Need help with my Python question – I’m studying for my class.
In 2000, Enron was one of the largest companies in the United States. By 2002, it had collapsed into bankruptcy due to widespread corporate fraud. In the resulting Federal investigation, a significant amount of typically confidential information entered into the public record, including tens of thousands of emails and detailed financial data for top executives. In this project, you will play detective, and put your new skills to use by building a person of interest identifier based on financial and email data made public as a result of the Enron scandal. To assist you in your detective work, we’ve combined this data with a hand-generated list of persons of interest in the fraud case, which means individuals who were indicted, reached a settlement or plea deal with the government, or testified in exchange for prosecution immunity.
You should have Python 2.7 and sklearn running on your computer, as well as the starter code (folder will provide)
poi_id.py : Starter code for the POI identifier, you will write your analysis here.
final_project_dataset.pkl : The dataset for the project, more details below.
tester.py : You don’t need to do anything with this code, but we provide it for transparency and for your reference.
emails_by_address : this directory contains many text files, each of which contains all the messages to or from a particular email address. It is for your reference, if you want to create more advanced features based on the details of the emails dataset. You do not need to process the e-mail corpus in order to complete the project.
Steps to Success
We will provide you with starter code that reads in the data, takes your features of choice, then puts them into a NumPy array, which is the input form that most sklearn functions assume. Your job is to engineer the features, pick and tune an algorithm, and to test and evaluate your identifier.
As preprocessing to this project, we’ve combined the Enron email and financial data into a dictionary, where each key-value pair in the dictionary corresponds to one person. The dictionary key is the person’s name, and the value is another dictionary, which contains the names of all the features and their values for that person.
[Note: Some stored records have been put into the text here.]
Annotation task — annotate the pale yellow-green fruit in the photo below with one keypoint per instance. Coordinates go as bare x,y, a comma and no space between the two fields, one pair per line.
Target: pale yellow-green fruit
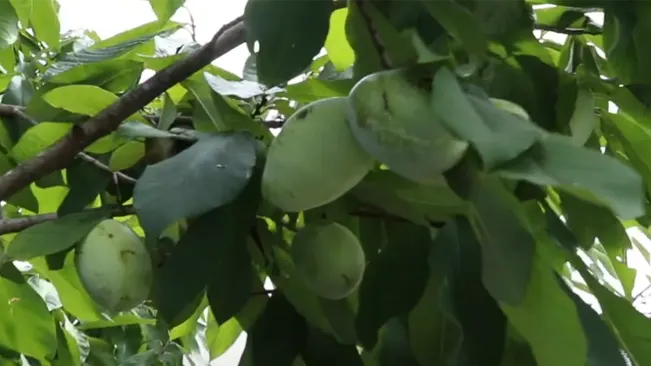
329,258
507,105
315,159
390,114
114,266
The features in the data fall into three major types, namely financial features, email features and POI labels.
financial features: [‘salary’, ‘deferral_payments’, ‘total_payments’, ‘loan_advances’, ‘bonus’, ‘restricted_stock_deferred’, ‘deferred_income’, ‘total_stock_value’, ‘expenses’, ‘exercised_stock_options’, ‘other’, ‘long_term_incentive’, ‘restricted_stock’, ‘director_fees’] (all units are in US dollars)
email features: [‘to_messages’, ’email_address’, ‘from_poi_to_this_person’, ‘from_messages’, ‘from_this_person_to_poi’, ‘shared_receipt_with_poi’] (units are generally number of emails messages; notable exception is ‘email_address’, which is a text string)
POI label: [‘poi’] (boolean, represented as integer)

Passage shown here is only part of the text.